Modernizing the transmission grid to achieve a smart grid as well as distribution systems would also benefit PHEVs by improving reliability, accommodating daytime charging, helping reduce carbon emissions, and controlling costs (NAS-NAE-NRC, 2009). DOE recently released a solicitation offering $3.9 billion in grants to “modernize the electric grid, allowing for greater integration of renewable energy sources while increasing the reliability, efficiency and security of the nation’s transmission and distribution system” (DOE, 2009a).

In its scenario analysis, the committee examined two cases that bracket the national average residential rate of 10.4 cents per kWh (EIA, 2009a) and that represent likely PHEV charging rates: 8 cents per kWh and 15 cents per kWh. The former would apply in areas with residential TOU rate structures; the latter would be in areas where rates are high or if they rise, perhaps because electric power generation is decarbonized.

CO2 will be emitted from power plants that generate the electricity that replaces gasoline that PHEVs do not require relative to conventional vehicles. As shown in Figure 3.1, the primary sources of electric power in 2007 were coal, natural gas, and nuclear energy. From 1997 through 2007, these three sources provided between 84.6 and 89.5 percent of total net generation. Nuclear power generation releases no CO2, but coal and (to a lesser extent) natural gas do.3

CO2 emissions by U.S. electric generators and combined heat and power facilities in 2007 were 2,517 million metric tons (EIA, 2009b), or an average of about 1.3 pounds of CO2 per kWh. One kWh will take a small electrically driven car about 5 miles. Over the same distance, an equivalent gasoline-powered car that gets 30 miles per gallon (mpg) would emit 3 pounds of CO2, more than twice as much. An HEV at 50 mpg would release about 2 pounds.

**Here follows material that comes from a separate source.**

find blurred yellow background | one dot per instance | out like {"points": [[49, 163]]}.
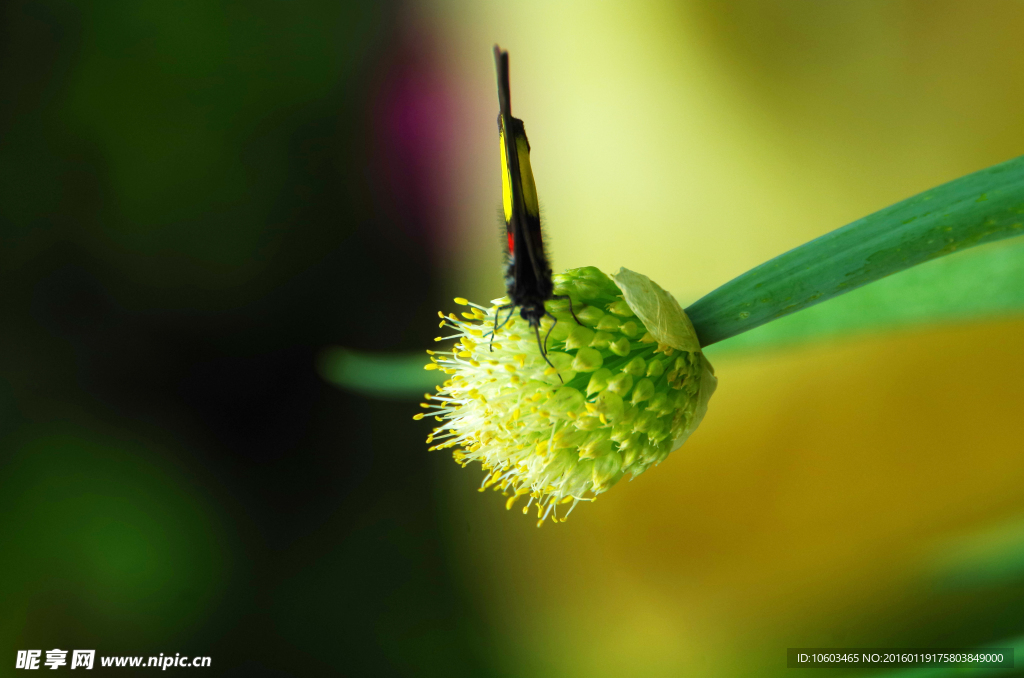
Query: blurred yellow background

FIGURE 3.1 Net generation of U.S. electric power industry, 2007. SOURCE: EIA, 2009b.

FIGURE 3.1 Net generation of U.S. electric power industry, 2007. SOURCE: EIA, 2009b.

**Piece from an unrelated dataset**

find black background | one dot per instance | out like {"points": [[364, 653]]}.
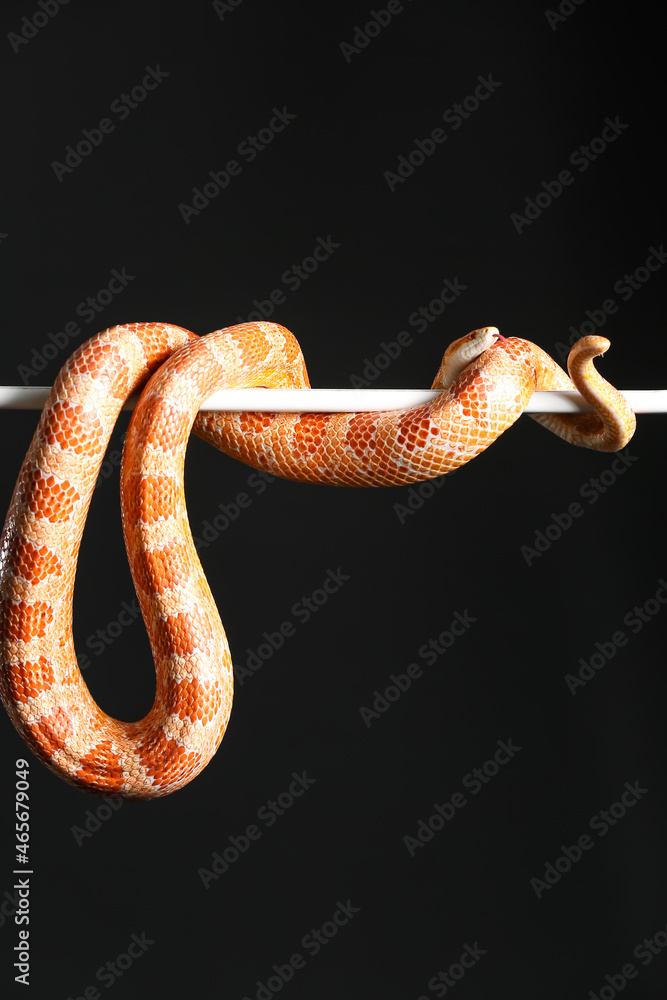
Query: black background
{"points": [[136, 870]]}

THE SYSTEM OUT TO 2030 AND BEYOND

Energy Information Administration Projection (Business as Usual)

From 2000 to 2007, average electricity demand increased by 1.1 percent per year. The 2009 EIA Reference Case projects electricity demand increasing by 26 percent from 2007 to 2030—about 1.0 percent per year on average. The largest increase is in the commercial sector (38 percent), where service industries continue to lead demand growth, followed by the residential sector (20 percent) and the industrial sector (7 percent) (EIA, 2009a). EIA also provides low and high growth cases for 2030. Figure 3.2 compares the generation mix for the three cases in 2030 with the 2007 case.

EIA’s Reference Case projects that the average retail price for electricity in 2030 will be very close that of 2008, 10.4 cents per kwh, with the high growth case at 10.8 cents and the low growth at 9.7 cents per kwh. These modest price differences are unlikely to have a material influence on PHEV economics and acceptance.

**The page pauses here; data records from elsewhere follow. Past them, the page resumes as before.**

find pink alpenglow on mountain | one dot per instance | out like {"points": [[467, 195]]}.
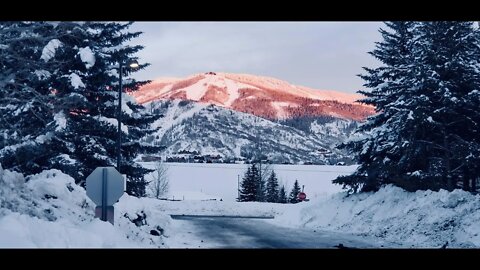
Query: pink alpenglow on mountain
{"points": [[262, 96]]}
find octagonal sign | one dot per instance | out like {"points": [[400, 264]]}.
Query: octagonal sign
{"points": [[105, 184]]}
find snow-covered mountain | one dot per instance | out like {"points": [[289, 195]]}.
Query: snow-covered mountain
{"points": [[192, 131], [262, 96]]}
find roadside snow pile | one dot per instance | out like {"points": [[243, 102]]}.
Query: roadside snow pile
{"points": [[412, 219], [50, 210]]}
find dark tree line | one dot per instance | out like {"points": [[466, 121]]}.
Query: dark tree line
{"points": [[254, 189], [426, 130], [59, 96]]}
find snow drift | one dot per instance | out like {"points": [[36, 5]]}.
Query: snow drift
{"points": [[411, 219], [50, 210]]}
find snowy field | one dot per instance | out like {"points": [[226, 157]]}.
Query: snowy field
{"points": [[219, 181]]}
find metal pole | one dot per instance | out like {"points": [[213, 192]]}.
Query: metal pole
{"points": [[119, 118], [104, 194]]}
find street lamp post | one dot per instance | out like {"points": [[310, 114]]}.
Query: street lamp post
{"points": [[131, 64]]}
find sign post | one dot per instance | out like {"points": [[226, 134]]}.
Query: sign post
{"points": [[105, 185], [302, 196]]}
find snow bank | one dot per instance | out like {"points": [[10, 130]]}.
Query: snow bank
{"points": [[50, 210], [419, 219]]}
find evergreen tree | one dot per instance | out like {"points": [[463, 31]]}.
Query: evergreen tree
{"points": [[282, 195], [380, 149], [446, 110], [272, 194], [293, 197], [249, 185], [26, 103], [80, 66], [424, 94]]}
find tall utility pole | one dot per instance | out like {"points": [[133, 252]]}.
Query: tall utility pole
{"points": [[119, 117]]}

It should be noted that EIA forecasts are required to assume the continuation of existing policy, so no substantial efforts to reduce CO2 emissions from electric generation were included. The committee used the EIA projections for its business-as-usual scenario.

An Alternative View: EPRI/NRDC (Policy Driven)

For PHEVs to deliver their full potential to reduce CO2 emissions, the electricity used for charging them must be generated from technologies such as nuclear, renewable energy (e.g., solar, wind), and fossil fuels with carbon capture and sequestration. Because government policies will be required to drive these changes, the rate at which the country

3

Some CO2 is released from the nuclear fuel cycle, but the amount per kWh generated is small relative to fossil-fired power plants.